His stomach hurt. Although the others had taken cheese and baked eggs for the journey, he was so hungry he couldn’t wait for midday so he had eaten another half a loaf of old bread that morning, the last of the hoard stored in the deacon’s cupboard, too precious to waste although it had become so desiccated that it tasted like rocks and gritted between his teeth.

This countryside seemed vaguely familiar to him, although he wasn’t sure why, but every time they came around a curve in the path the sight of that particularly unmistakable oak tree whose broad, leafy crown seemed to hide half the sky, or an apple orchard, or a hollow lush with alder made his eyes hurt and his head throb until he thought he would go blind again. His fingers were cold, although it was a late summer day so hot that the heavens had a tendency to shimmer.

“Storm,” said Uncle, pausing to rest while he wiped sweat off his brow. He pointed southeast where the land was most open. “Coming up that way.”

Thunderheads piled up to form a huge wall of cloud, white at the top and an ominous green-gray color along the base.

“We’d best take cover,” added Uncle.

“Can’t we make it to the miller?” asked Brat anxiously, biting on a grimy finger.

“We’ll go a bit farther. I don’t see any likely place here and we passed that village too long ago. I don’t feel rain yet.”

“I’m hungry.”

“We’ll eat when we’ve reached shelter.”

The leaves danced on the trees, spinning and whirling until he thought he saw daimones at play in the rising wind, laughing and teasing as they sported in the branches of the broken woodland through which they traveled. Meadows and fallow fields cut the woods into clumps and strips where humankind had hacked out a place for themselves; they could never leave well enough alone. They delved deeply where they weren’t wanted and chopped down the forest because it made them fearful, and in time they would flatten and consume everything like rats set loose in a storehouse of grain.

He walked behind Uncle and Brat and the cart, wondering why his fingers, which had been so cold, were now beginning to burn as if he had thrust them into flames and yet here he just walked and there wasn’t a fire anywhere except maybe the one in his head because his head was burning, too, a conflagration so fierce that although he could see, it wasn’t like true seeing where a man touches an object with his vision and notes and measures that it is there and thinks about it and makes a judgment or a decision of what to do regarding what he has seen, only there were objects before him moving or not moving and he wasn’t sure what they were any more only that he had to avoid smashing into things which was getting more and more difficult.
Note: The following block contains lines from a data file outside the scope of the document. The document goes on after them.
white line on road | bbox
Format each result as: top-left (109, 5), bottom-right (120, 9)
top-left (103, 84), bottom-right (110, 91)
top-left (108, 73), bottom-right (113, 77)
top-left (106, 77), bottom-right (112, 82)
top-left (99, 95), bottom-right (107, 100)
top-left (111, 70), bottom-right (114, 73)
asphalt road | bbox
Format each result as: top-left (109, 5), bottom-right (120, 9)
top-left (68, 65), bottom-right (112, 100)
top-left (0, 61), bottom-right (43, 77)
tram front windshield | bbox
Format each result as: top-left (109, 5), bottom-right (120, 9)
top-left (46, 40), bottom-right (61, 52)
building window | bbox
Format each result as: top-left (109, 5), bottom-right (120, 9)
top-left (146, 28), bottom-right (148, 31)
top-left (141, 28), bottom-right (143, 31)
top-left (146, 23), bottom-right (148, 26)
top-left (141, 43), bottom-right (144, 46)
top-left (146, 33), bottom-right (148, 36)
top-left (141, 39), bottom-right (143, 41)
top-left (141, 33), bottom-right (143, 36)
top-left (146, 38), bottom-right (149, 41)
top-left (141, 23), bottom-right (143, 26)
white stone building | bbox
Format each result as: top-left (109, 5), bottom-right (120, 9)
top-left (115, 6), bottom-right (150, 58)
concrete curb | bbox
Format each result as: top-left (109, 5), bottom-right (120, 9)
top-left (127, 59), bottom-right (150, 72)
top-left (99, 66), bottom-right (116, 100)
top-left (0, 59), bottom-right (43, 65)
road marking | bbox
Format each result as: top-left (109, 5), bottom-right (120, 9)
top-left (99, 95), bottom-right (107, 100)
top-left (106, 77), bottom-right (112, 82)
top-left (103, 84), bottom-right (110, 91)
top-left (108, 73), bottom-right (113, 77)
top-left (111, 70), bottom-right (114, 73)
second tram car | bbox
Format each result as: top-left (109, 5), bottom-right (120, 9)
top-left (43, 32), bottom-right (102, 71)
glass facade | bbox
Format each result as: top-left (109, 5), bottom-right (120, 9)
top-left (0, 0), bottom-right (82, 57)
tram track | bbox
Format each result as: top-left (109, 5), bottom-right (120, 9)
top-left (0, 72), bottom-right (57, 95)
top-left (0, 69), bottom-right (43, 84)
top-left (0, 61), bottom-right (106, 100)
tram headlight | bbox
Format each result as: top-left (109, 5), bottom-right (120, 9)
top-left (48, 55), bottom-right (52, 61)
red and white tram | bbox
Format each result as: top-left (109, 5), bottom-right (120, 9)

“What’s he babbling about, Uncle?”

“Hush, child. He’s a holy man. Don’t offend him.”

“He’s scaring me, Uncle! He’s a crazy man! Fire and judgment and the world burning. Is he seeing the end of the world?”

“Hush, Brat. Hush. Look there! Thank the Lady. It’s the miller.”

A little river glimmered in front of them, but it was the turning wheel that made his head spin so badly that he staggered sideways until he stumbled up against a fence, which he hadn’t noticed. Two white clouds moved in the field: a pair of sheep running away from something.

“Why are they building that wall, Uncle?”

“I don’t know, Brat. Best you keep quiet and let me do the talking.”

Rain spattered, flecking the dirt road. The wind tossed the boughs in a stand of apple and walnut trees lining the path. A pair of ripening apples fell and bounced on the ground. A branch heavy with walnut fruit whirled past on a gust, sank as the wind dropped off abruptly, and landed on the earth with a thump and crackle.

“Hey! Hey, there, traveler!”

A pair of men dressed in the coarse tunics of workmen strode out from the settlement, which consisted of a pair of houses and the laboring contraption that was the wheel and the grinding house. A half-built stone wall rose between the mill and the path like a fortification. Treu loped forward to place himself between Uncle and the men, barking.